Workshop-Dissertation House – On Campus
Winter Session, UMBC Campus only
Tuesday, January 18 – Friday, January 21, 2011, 9 AM- 5 PM

Commons 329 & 327

RSVP: and fill out the application on that site.

For more information about the Dissertation House, visit

  1. During this seminar Dr. Spence informed us on the various learning styles. Based on the “kite” activity my learning style from David Kolb’s Model leaned more towards the Concrete Experience, this is not a surprise because I prefer concrete examples.
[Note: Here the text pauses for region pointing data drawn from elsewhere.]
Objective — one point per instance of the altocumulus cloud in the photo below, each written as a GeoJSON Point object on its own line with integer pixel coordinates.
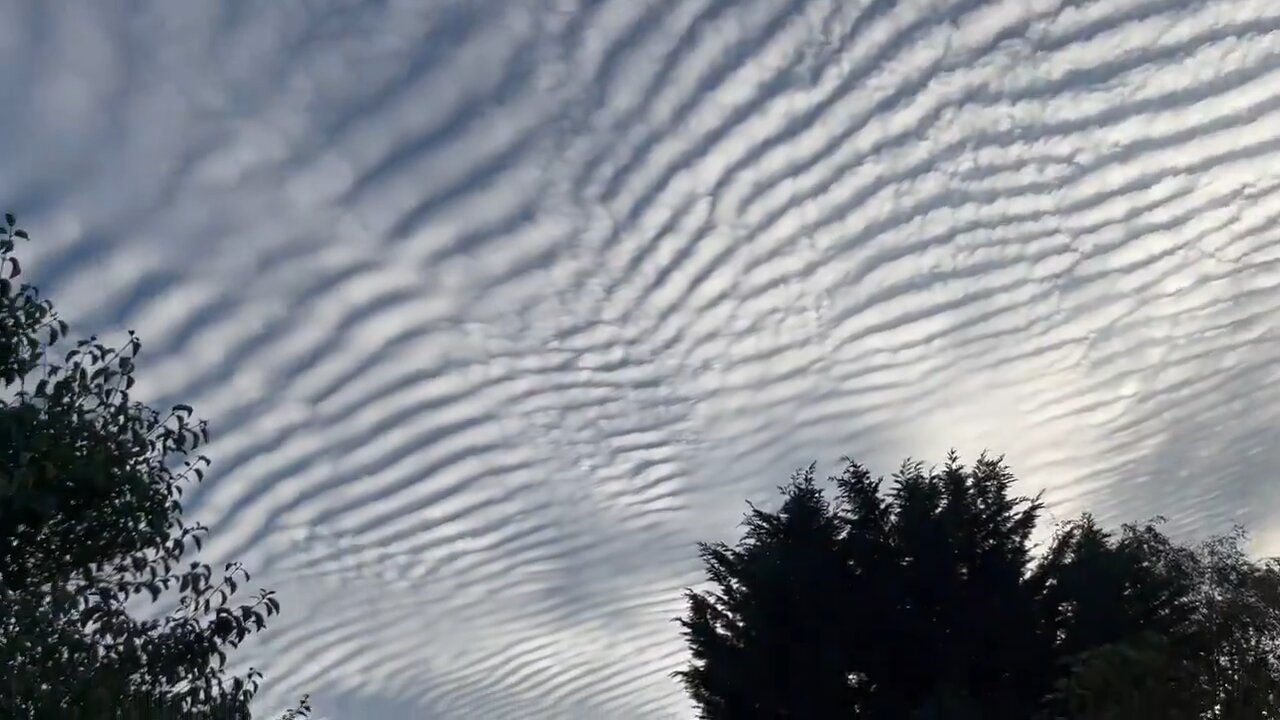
{"type": "Point", "coordinates": [497, 306]}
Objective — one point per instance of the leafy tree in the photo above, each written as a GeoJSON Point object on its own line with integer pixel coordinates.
{"type": "Point", "coordinates": [91, 484]}
{"type": "Point", "coordinates": [1212, 655]}
{"type": "Point", "coordinates": [926, 601]}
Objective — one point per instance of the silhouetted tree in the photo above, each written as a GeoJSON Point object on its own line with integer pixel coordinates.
{"type": "Point", "coordinates": [924, 601]}
{"type": "Point", "coordinates": [90, 519]}
{"type": "Point", "coordinates": [764, 643]}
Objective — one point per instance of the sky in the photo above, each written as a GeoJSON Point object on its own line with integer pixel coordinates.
{"type": "Point", "coordinates": [498, 306]}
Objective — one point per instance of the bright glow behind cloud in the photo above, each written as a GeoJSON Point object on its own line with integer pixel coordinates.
{"type": "Point", "coordinates": [497, 306]}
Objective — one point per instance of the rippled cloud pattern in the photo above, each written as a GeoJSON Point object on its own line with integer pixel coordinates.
{"type": "Point", "coordinates": [497, 306]}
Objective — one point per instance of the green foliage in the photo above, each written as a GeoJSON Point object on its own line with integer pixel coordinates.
{"type": "Point", "coordinates": [924, 601]}
{"type": "Point", "coordinates": [91, 484]}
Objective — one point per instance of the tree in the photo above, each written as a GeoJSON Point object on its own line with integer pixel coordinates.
{"type": "Point", "coordinates": [91, 484]}
{"type": "Point", "coordinates": [926, 601]}
{"type": "Point", "coordinates": [1214, 655]}
{"type": "Point", "coordinates": [768, 623]}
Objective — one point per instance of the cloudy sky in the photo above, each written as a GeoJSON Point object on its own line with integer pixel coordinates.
{"type": "Point", "coordinates": [497, 306]}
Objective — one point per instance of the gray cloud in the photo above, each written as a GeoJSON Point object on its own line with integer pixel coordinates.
{"type": "Point", "coordinates": [496, 308]}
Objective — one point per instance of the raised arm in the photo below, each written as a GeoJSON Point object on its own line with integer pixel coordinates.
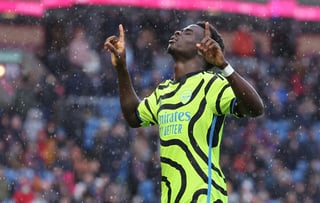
{"type": "Point", "coordinates": [128, 98]}
{"type": "Point", "coordinates": [249, 103]}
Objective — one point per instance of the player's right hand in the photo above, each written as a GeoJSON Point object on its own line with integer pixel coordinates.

    I would incorporate demonstrations to in my lesson plan involving concrete examples. For the water filtration exercise I would propose to show the students the difference between clean-purified water and unclean water. Then give the students a quick project to create a device to purify water with some restrictions. Then the students would bring their final products in class to demonstrate and we would evaluate, some of the reasons why certain techniques are preferred. This would help the students learn how water filtration works in a practical manner. This information is mirrored on the PROF-it Professors-in-Training Blackboard site at UMBC.

  2. 1. What is your learning style? Was this a surprise to you?

    I am a converger. When I read the description I was in agreement with what it said about my learning style. The question ‘How?’ is very poignant to me. I require the knowledge of how to do some thing or how does some thing function. I think this is what makes me interested in research because I want to understand, for instance, how a specific mechanism in the body works.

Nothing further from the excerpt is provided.